Emilia Pardo Bazán (1913), Joaquín Sorolla / Hispanic Society of America

Por LUÍS POUSA

“Por el otro lado (…) orientado al naciente, la virazón marítima calla y no se oye más que el goteo argentino de la lluvia en los cristales. Pero se ve tan cerca que se me viene encima, que me parece estar tocando (…) la fachada gótica de la iglesia de Santiago (…), gris y pálida, con su cornisa cuarteada por el peso de los años, su pórtico de arco apuntado, señalando ya la ojiva y sus dos santos de piedra que sostienen el arco y se miran inmóviles, siempre desde la misma distancia, a guisa de almas enamoradas que no pueden reunirse jamás”.

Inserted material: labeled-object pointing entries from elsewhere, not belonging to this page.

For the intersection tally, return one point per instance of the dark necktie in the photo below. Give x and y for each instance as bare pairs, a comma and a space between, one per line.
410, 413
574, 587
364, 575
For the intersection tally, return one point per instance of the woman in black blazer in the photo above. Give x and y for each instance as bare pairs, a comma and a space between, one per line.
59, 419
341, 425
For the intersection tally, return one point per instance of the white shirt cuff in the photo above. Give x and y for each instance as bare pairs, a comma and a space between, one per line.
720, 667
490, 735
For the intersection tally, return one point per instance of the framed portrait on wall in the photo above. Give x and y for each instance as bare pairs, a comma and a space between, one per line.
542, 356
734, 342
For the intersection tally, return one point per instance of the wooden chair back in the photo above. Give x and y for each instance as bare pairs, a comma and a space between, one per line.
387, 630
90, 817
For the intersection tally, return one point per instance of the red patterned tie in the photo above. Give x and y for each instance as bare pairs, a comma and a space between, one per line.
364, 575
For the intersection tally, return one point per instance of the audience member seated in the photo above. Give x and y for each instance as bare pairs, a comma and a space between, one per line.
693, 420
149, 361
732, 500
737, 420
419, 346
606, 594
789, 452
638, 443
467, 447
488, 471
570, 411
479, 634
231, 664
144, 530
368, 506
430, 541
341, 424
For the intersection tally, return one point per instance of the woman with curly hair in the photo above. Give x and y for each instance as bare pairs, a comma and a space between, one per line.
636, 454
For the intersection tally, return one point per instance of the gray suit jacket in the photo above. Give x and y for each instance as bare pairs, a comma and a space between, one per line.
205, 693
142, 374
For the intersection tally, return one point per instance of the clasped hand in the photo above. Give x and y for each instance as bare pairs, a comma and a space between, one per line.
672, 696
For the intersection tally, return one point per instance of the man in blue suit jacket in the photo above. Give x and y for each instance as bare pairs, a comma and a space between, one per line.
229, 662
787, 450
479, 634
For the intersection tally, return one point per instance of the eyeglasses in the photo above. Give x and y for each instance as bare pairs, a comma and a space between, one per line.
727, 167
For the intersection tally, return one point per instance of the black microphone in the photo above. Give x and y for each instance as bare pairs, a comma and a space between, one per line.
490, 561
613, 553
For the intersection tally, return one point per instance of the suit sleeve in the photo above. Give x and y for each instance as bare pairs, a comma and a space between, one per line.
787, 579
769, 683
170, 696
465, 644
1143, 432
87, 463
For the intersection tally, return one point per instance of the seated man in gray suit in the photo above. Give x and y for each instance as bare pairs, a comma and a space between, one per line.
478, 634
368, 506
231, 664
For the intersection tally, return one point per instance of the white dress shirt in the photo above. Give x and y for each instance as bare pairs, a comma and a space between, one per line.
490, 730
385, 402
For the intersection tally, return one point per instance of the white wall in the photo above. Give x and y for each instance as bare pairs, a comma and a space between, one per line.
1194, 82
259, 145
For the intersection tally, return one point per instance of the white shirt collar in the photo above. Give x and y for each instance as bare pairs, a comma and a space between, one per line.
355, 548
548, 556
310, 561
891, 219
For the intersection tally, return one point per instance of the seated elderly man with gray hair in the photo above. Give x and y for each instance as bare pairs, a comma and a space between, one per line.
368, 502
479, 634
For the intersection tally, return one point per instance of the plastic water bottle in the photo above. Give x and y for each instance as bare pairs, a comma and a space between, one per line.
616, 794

Así describe Emilia Pardo Bazán (A Coruña, 1851-Madrid, 1921) en su delicioso libro De mi tierra (1883) la vista desde la ventana trasera de la casona familiar en la Ciudad Vieja coruñesa, hoy casa-museo de la escritora y sede de la Real Academia Galega. La formidable narradora, de la que se conmemora ahora el centenario de su muerte, domina como pocos autores el apunte al natural, el retrato a vuelapluma, la talla del paisaje y del personaje. Pero, como sucede con este pequeño párrafo plantado aquí a modo de atrio, a esos elementos regalados por la realidad siempre añade un paso más: en este caso, esa comparación de los santos de piedra con dos enamorados condenados a contemplarse a solo unos metros pero sin encontrarse nunca del todo. Si las fechas no lo desmintiesen (de 1883, cuando publica De mi tierra, es la primera y respetuosa carta que se conserva entre ambos), uno pensaría que esos amantes condenados a verse sin rozarse son doña Emilia y Benito Pérez Galdós, que mantuvieron una fogosa relación más allá de la literatura y de las convenciones de la época.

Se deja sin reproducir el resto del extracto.